Pendant cette période où je songeais à me tuer, j’écrivais des nouvelles, notamment trois qui seraient publiées plus tard dans le recueil 9 Histoires lumineuses où le bien est le mal : « Marie-Lise ou l’initiative », « Innocent ou l’humanité » et « L’Ex d’Alex ou le renoncement ». Parmi ces nouvelles, une seule montrait un personnage queer : l’ex d’Alex, jeune homme trans camerounais rejeté par sa famille, et que j’imaginais habiter mon appartement à Cologne, se mutilait et se donnait la mort de la façon qui me branchait le plus. Mon tout premier personnage queer mettait fin à ses jours au retour du printemps. Les personnes à qui je faisais lire ces nouvelles-là me posaient toutes la même question : « Hum. Tu es sûre que tu vas bien ? » Je n’ai jamais dit que j’allais bien. J’allais devoir me confronter à la haine et à l’injustice et renoncer au bonheur et à la paix dans un monde sans dieu.

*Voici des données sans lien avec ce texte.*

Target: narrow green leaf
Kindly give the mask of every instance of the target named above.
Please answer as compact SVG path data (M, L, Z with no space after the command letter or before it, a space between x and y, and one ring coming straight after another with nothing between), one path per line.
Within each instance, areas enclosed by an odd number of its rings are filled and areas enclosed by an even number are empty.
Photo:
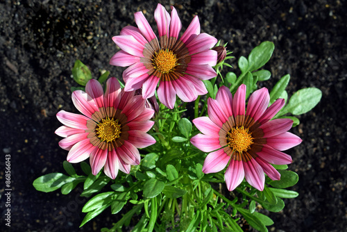
M167 165L167 177L170 181L174 181L178 178L178 172L175 167L172 165Z
M247 71L247 68L248 67L248 61L244 56L241 56L239 59L239 67L242 73L246 72Z
M151 169L155 167L155 162L157 162L158 156L155 153L150 153L146 154L141 160L141 167L144 167L144 169Z
M273 103L277 99L280 97L283 91L285 91L288 83L290 80L290 75L287 74L283 76L280 81L278 81L271 92L270 92L270 103Z
M266 215L262 213L255 212L254 215L257 217L265 226L271 226L273 224L273 221Z
M67 176L62 173L50 173L35 179L33 185L37 191L49 192L74 180L74 178Z
M190 122L187 118L183 117L178 121L178 129L185 138L189 138L189 135L192 133L192 122Z
M295 198L299 195L299 194L295 191L273 188L269 188L269 189L271 190L275 195L281 198Z
M286 188L288 187L293 186L299 180L298 174L291 171L287 170L278 170L278 172L281 174L281 179L280 181L270 181L270 185L271 186L278 188Z
M174 138L172 138L171 140L172 140L172 142L183 142L187 141L188 140L185 138L183 138L183 137L174 136Z
M322 92L316 88L301 89L294 93L283 109L283 114L300 115L311 110L321 101Z
M107 192L100 193L94 196L85 204L85 205L82 208L82 212L88 213L103 206L105 206L105 204L108 204L108 202L111 199L111 197L115 194L115 192ZM108 198L108 201L105 201L105 199L107 198Z
M75 169L74 168L72 165L67 160L64 160L64 162L62 162L62 167L69 175L74 176L74 174L76 174Z
M275 45L269 41L255 47L248 56L248 71L252 72L264 66L271 58L274 49Z
M144 196L153 198L158 196L165 187L165 183L156 179L148 180L144 185Z
M268 70L259 70L252 73L253 76L257 76L259 81L267 81L271 77L271 73Z

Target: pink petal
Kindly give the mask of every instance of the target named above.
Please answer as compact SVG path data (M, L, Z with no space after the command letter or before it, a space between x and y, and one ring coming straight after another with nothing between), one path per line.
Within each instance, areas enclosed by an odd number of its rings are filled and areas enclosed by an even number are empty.
M103 172L110 179L115 179L118 174L119 169L119 159L116 154L116 151L112 149L111 151L108 151Z
M272 105L271 105L264 113L264 114L258 119L258 121L262 124L264 124L270 121L278 111L285 106L285 101L283 99L277 99Z
M145 45L149 42L144 38L144 37L139 31L139 28L133 26L124 26L119 33L121 35L132 35L137 42L141 44Z
M129 131L128 141L137 148L144 148L155 143L155 140L151 135L141 131Z
M269 121L259 128L264 132L263 138L273 137L286 132L291 128L293 120L281 118Z
M65 150L69 151L77 142L87 138L89 133L82 133L70 135L59 141L59 146Z
M154 92L157 88L159 78L155 76L151 76L142 85L142 97L148 99L154 95Z
M262 167L264 172L265 172L271 180L279 181L280 179L281 174L271 165L264 161L260 157L257 157L255 161Z
M180 40L183 42L186 45L189 44L194 38L200 34L200 23L198 16L194 16L189 26L185 30Z
M232 116L232 95L230 90L226 86L221 86L216 94L216 100L219 103L221 110L225 113L226 117Z
M99 108L103 107L103 89L98 81L89 81L85 85L85 92L92 97Z
M90 157L95 147L86 139L74 144L67 154L67 161L73 163L82 162Z
M234 117L244 115L246 106L246 85L241 85L234 95L232 99L232 113Z
M170 22L169 36L177 39L182 28L182 24L175 8L173 6L170 7L171 8L171 21Z
M274 165L288 165L293 162L290 156L266 144L264 145L262 151L257 152L257 155L265 161Z
M144 17L144 14L141 12L137 12L134 14L135 22L148 42L151 42L153 39L156 38L155 34L153 31L152 28L149 25L147 19Z
M200 117L193 119L195 126L201 133L208 135L217 135L221 128L216 125L208 117Z
M223 149L211 152L206 156L203 166L203 172L205 174L219 172L226 167L230 156L228 156Z
M120 67L130 66L136 63L140 62L138 56L135 56L121 50L116 53L110 60L110 65Z
M124 72L123 72L123 74L124 74ZM142 88L142 85L147 81L149 77L149 75L146 73L143 75L128 79L124 78L124 82L126 83L124 91L135 91Z
M234 190L242 182L244 178L244 170L242 161L230 159L230 163L226 169L224 179L229 191Z
M242 161L242 163L247 182L258 190L262 191L265 184L265 176L262 167L253 158L247 162Z
M90 118L92 118L92 115L95 112L99 111L95 101L91 96L82 90L74 91L71 99L75 107Z
M179 78L172 81L172 85L175 89L177 96L184 102L191 102L196 99L198 93L195 88L187 81L184 76L180 76Z
M136 40L133 35L117 35L112 38L113 42L125 52L135 56L144 57L144 47Z
M169 109L173 109L176 102L176 90L171 81L160 81L158 88L159 101Z
M217 76L216 71L211 66L208 65L195 65L190 63L185 72L201 80L209 80Z
M84 115L60 110L57 113L57 118L61 123L67 126L81 130L88 129L87 127L87 121L90 120L90 119Z
M92 167L92 173L93 175L96 174L100 172L101 168L105 165L106 159L108 158L108 150L101 149L96 147L95 149L90 154L90 167Z
M130 130L141 131L143 132L147 132L149 131L153 125L154 124L154 121L132 121L127 124Z
M165 8L160 4L158 4L157 8L154 11L154 19L157 22L159 36L169 36L169 26L170 26L170 15L165 10Z
M218 135L197 134L190 139L190 142L204 152L210 152L221 147Z
M132 122L141 122L141 121L147 121L152 118L154 114L154 110L150 108L144 108L144 111L135 118Z
M131 165L137 165L139 164L141 157L139 150L127 140L124 144L117 149L118 156L124 161L125 163Z
M298 145L303 140L297 135L290 132L266 138L266 144L279 151L285 151Z
M246 115L257 121L265 112L270 102L270 94L266 88L255 91L251 95Z
M126 115L127 122L131 122L144 110L144 101L141 96L134 96L128 101L121 113Z
M203 34L201 34L203 35ZM199 35L200 36L200 35ZM209 49L210 48L207 49ZM189 52L190 53L190 52ZM208 65L209 66L214 66L217 63L217 52L214 50L207 50L195 53L190 56L192 60L189 65ZM217 76L217 75L216 75Z
M71 128L66 126L62 126L56 130L54 132L56 135L67 138L67 136L70 136L71 135L78 134L80 133L84 133L85 131L82 129L76 129L75 128Z
M214 37L207 33L201 33L196 36L186 46L188 48L189 54L194 54L210 49L217 42L217 40ZM212 62L212 63L214 63L215 65L217 63L217 51L215 52L215 56L212 56L212 57L215 57L216 58L214 62ZM201 59L201 58L200 58Z
M228 116L218 101L210 97L208 99L208 113L211 120L221 128L228 121Z
M203 82L198 78L191 76L189 75L185 75L185 77L187 77L187 79L189 79L189 82L190 82L194 87L198 95L205 95L208 92L208 90L206 89L206 86L205 86Z
M121 89L119 82L115 77L111 77L106 82L106 92L103 99L105 107L118 108L121 100Z

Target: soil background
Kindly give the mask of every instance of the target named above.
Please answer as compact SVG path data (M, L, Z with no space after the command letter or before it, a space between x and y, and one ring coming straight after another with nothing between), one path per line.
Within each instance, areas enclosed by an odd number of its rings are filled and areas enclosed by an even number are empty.
M303 88L323 92L319 105L299 116L291 130L302 144L287 151L289 169L299 175L291 190L296 199L270 213L271 231L346 231L347 228L346 65L345 1L159 1L174 5L183 31L198 15L201 32L222 42L237 60L266 40L275 51L265 66L272 73L261 83L271 89L290 74L289 96ZM142 10L153 28L154 1L0 1L0 212L1 231L94 231L112 227L118 218L106 210L83 228L86 199L82 187L68 195L44 193L32 185L37 177L64 172L67 152L54 131L60 110L76 112L70 88L76 59L93 76L100 70L121 78L124 68L109 65L119 49L112 37L135 26L133 13ZM5 226L5 155L11 158L11 227ZM78 165L76 165L78 166ZM128 231L129 229L124 229Z

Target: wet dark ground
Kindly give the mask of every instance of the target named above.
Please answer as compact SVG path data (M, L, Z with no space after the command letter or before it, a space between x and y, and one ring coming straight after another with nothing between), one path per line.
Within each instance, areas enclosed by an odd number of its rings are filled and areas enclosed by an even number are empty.
M160 1L174 4L186 28L198 14L201 32L228 42L237 58L247 56L261 42L276 49L266 68L271 88L286 74L287 90L316 87L321 103L299 116L291 131L303 143L288 151L289 169L299 175L291 188L298 198L286 200L271 213L271 231L344 231L347 228L346 83L347 17L344 1ZM117 220L106 210L82 229L78 226L86 199L82 188L69 195L37 192L38 176L62 172L67 152L54 131L56 113L76 111L70 87L76 59L88 65L94 77L100 70L121 77L121 67L108 64L117 51L112 41L122 27L135 25L133 13L143 10L155 25L153 1L0 1L0 183L1 231L5 226L5 155L11 161L12 231L91 231ZM156 27L155 26L156 28ZM236 68L237 60L232 60ZM231 71L231 70L230 70ZM238 72L235 71L235 72ZM126 230L126 229L125 229Z

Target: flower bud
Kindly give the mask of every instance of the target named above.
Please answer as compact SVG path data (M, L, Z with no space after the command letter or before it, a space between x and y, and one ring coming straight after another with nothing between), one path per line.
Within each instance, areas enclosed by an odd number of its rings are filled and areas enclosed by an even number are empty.
M226 49L223 46L217 46L212 49L217 52L217 64L224 60L226 57Z

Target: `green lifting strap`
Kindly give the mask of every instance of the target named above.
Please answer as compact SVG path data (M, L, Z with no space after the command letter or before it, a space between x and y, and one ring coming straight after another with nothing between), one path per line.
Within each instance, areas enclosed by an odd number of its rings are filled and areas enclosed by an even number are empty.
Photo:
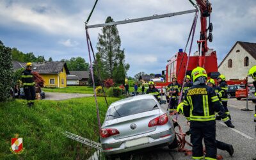
M193 6L195 6L195 7L196 6L196 5L195 4L195 3L192 1L192 0L189 0L189 2L192 4L192 5L193 5Z
M98 2L98 0L96 0L95 3L94 3L93 8L92 8L92 10L91 11L91 13L90 13L89 17L87 18L86 21L85 22L86 24L88 24L89 22L89 20L91 18L92 14L93 12L94 8L95 8L97 2Z

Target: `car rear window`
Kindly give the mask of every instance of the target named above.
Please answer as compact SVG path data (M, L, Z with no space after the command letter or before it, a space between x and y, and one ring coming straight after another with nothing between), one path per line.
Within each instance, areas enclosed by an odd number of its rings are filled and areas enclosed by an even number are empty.
M147 99L134 100L112 107L108 111L106 120L113 120L157 108L157 104L154 99Z

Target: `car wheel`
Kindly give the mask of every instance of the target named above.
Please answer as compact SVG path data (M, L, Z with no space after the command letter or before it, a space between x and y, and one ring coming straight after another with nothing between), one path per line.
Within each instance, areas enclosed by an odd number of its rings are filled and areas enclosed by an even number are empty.
M169 148L169 149L174 149L174 148L176 148L177 147L178 147L178 141L177 140L177 138L175 136L172 143L170 144L170 145L168 145L168 148Z

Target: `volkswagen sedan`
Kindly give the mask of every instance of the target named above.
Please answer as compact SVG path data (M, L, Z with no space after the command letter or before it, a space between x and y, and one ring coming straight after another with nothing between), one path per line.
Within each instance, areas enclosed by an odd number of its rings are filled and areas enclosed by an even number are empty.
M152 95L131 97L111 104L100 136L106 156L160 145L177 147L171 118Z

Comment aller bien ? J’étais de plus en plus convaincue que tant que le monde serait ce qu’il était, et tant que je serais qui je suis, avec les mêmes cartes perdantes que j’avais tirées, je n’irais plus jamais bien. Chaque journée était une souffrance que je n’étais pas obligée de vivre. Décider de vivre chaque nouvelle journée au vu de la tendance des précédentes était, selon mes mots de l’époque, « contre-productif et déraisonnable, comme décider de regarder un navet jusqu’à la fin parce qu’on a payé sa place de cinéma ».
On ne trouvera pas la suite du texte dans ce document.